Imigrante com “boas intenções”
“Os imigrantes do século XIX eram alemães, italianos, poloneses sem terra. Hoje são senegaleses, haitianos, latino-americanos, africanos deserdados, sem lar e sem pátria”. (Foto: Guilherme Santos/Sul21)

Selvino Heck (*)

“Nós vemos com bons olhos a construção do muro (na fronteira do México com os EUA). Grande parte dos imigrantes não tem boas intenções nem querem fazer o bem dos americanos.” A declaração do presidente Bolsonaro foi feita no mesmo dia em que o presidente dispensou os cidadãos dos EUA da necessidade de visto para viajar ao Brasil. Já os brasileiros que visitarem os EUA continua precisando de visto, que pode ser recusado.

Sou filho, neto, bisneto de imigrantes por parte de pai e de mãe. Só falo alemão até hoje com mamãe, de 92 anos. Aprendi o ‘Vater Unser’- Pai Nosso – em alemão castiço. Os Heck, os Kroth do lado paterno, os Hickmann e Wagner, dos vovós maternos, não tiveram ‘más intenções’ quando vieram ao Brasil no século XIX.

Construíram o Brasil – o Rio Grande do Sul, o município de Venâncio Aires, a Picada Lenz, hoje Linha 17 de Junho, a Vila Santa Emília – com escolas sustentadas por eles próprios, comunidades, rica cultura, valores comunitários de participação e organização, fé –, e depois ainda se espalharam por Santa Catarina, Paraná, Brasil afora, até Argentina e Paraguai.

Agricultores, com a força de suas mãos e braços, e sua sabedoria trazida da Europa, sustentaram com dignidade suas famílias, construíram casas quase fortalezas e suas grossas paredes, resistentes a ventos e tempestades, plantavam e produziam quase tudo que comiam e assim alimentavam seus muitos filhos.

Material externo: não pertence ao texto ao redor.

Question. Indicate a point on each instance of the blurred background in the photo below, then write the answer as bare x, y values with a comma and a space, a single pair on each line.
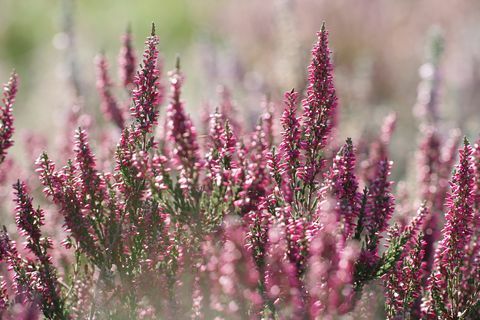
255, 48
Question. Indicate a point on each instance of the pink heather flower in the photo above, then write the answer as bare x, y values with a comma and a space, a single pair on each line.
476, 157
6, 116
343, 185
60, 187
4, 301
448, 276
182, 133
290, 146
29, 222
22, 280
127, 60
147, 94
237, 275
108, 102
267, 122
28, 219
320, 108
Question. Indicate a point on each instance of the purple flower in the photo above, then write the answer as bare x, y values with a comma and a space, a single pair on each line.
320, 108
182, 133
6, 116
343, 185
290, 147
147, 94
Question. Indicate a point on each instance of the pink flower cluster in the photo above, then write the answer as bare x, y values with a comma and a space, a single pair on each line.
244, 224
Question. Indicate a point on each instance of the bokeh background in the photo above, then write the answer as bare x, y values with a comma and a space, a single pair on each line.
257, 49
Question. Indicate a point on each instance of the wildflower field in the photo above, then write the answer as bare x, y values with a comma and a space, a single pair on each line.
160, 215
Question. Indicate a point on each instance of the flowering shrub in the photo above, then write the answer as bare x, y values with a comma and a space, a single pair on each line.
246, 225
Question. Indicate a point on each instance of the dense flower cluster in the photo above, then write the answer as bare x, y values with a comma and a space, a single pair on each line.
244, 224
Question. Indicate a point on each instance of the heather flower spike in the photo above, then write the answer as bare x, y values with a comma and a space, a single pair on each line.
29, 222
289, 146
6, 116
242, 223
181, 131
147, 94
447, 298
320, 108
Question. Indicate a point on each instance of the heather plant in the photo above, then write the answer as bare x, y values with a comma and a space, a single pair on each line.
248, 223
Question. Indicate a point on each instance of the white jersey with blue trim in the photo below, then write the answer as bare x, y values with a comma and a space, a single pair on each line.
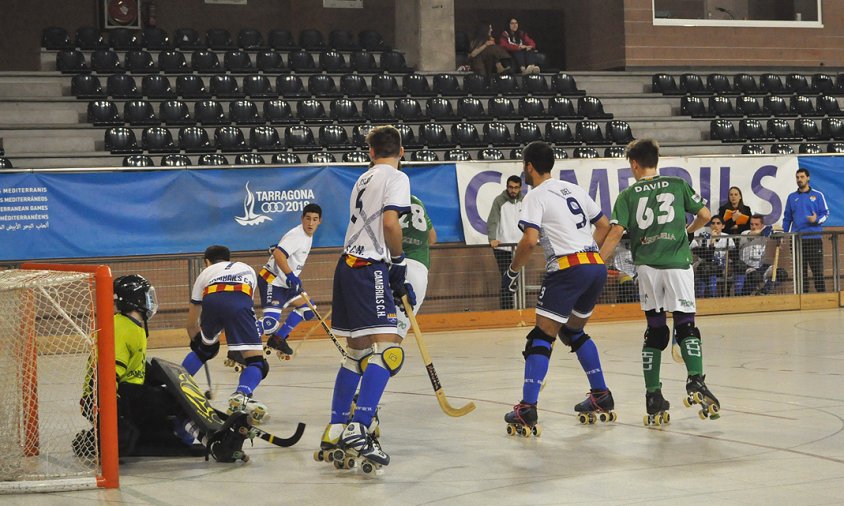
562, 212
381, 188
223, 272
296, 245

Tenho orgulho de minha origem, de ser filho, neto, bisneto de imigrantes. Mas reconheço desde sempre o direito dos índios, desajolados de suas terras – em décadas passadas, seguidamente  encontravam-se objetos indígenas nos bosques e matos na colônia de papai, vovó e vovô , inclusive grandes panelas de barro -, e cuja sobrevivência digna é preciso garantir nos tempos atuais em suas reservas. Bem como dos negros que chegaram escravos e hoje querem, e têm todo direito de ser livres e viverem com dignidade em suas terras.

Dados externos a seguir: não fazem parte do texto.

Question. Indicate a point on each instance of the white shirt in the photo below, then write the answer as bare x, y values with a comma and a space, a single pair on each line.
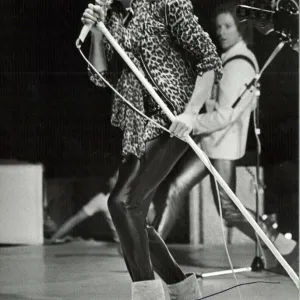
224, 129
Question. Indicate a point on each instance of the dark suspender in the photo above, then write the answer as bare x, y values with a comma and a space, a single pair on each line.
246, 58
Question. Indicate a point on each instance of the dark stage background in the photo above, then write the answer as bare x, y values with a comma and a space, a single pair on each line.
51, 113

Felizmente, o México está cobrando explicações de Bolsonaro sobre declarações que agridem imigrantes. “As críticas de Jair Bolsonaro contra a situação dos imigrantes nos EUA, incluindo brasileiras e brasileiros, durante sua viagem ao país, incomodou a diplomacia A informação, divulgada pela coluna de Bela Megale, é que o governo mexicano exigiu esclarecimentos sobre as declarações polêmicas dadas por Bolsonaro em entrevistas concedidas a jornais dos EUA, de que teria vergonha de brasileiros em situação de ilegalidade no país e tem contra imigrantes de modo geral”(Luís Nassif, 01.04.19).

O Papa Francisco também tem se manifestado seguidamente sobre o tema. “O Papa sente muita dor e não entende aqueles que fecham a porta aos imigrantes. ‘Pela cabeça nada, não entendo. Pelo coração, muita dor. Não entendo a insensibilidade. Ou não entendo a injustiça. O ser humano tem que ter um coração aberto’.” (Entrada, canal espanhol ‘la Sexta’, 01.04.19).

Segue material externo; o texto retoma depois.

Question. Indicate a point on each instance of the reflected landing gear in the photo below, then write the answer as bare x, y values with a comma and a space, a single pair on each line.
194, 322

Os imigrantes do século XIX eram alemães, italianos, poloneses sem terra. Hoje são senegaleses, haitianos, latino-americanos, africanos deserdados, sem lar e sem pátria. Os imigrantes de hoje em geral são pobres, negros, indígenas. São aqueles que, por algum motivo, relegados em sua terra, mudam de pátria não por opção livre ou vontade. Estão sem saída, caminham sem rumo para onde são acolhidos e, aparentemente, algum futuro se apresenta. Buscam esperança, buscam vida.

Não quero muro nenhum, nem o da vergonha no México, nem muro separando os povos indígenas, negros e quilombolas, nem muro separando ninguém de ninguém. Sou brasileiro com orgulho, canto o hino nacional, sempre cantei, mesmo quando mal sabia falar português, tomo chimarrão desde que me conheço por gente, sempre torci pela vitoriosa seleção brasileira, desde 1958, com sete anos de idade, ouvindo a vitória de Pelé e companheiros pelo rádio, Rádio Guaíba, junto de papai. Nunca me passou pela cabeça torcer pela seleção alemã, por exemplo, ainda que falasse mais alemão que português. Sou brasileiro da gema desde sempre, amo o Brasil, fui deputado estadual constituinte, não preciso de muros, nunca quis muros. Sou um filho de imigrante de ‘boas intenções’, contribuindo para a construção de uma pátria, de uma Nação com igualdade, justiça, paz e fraternidade.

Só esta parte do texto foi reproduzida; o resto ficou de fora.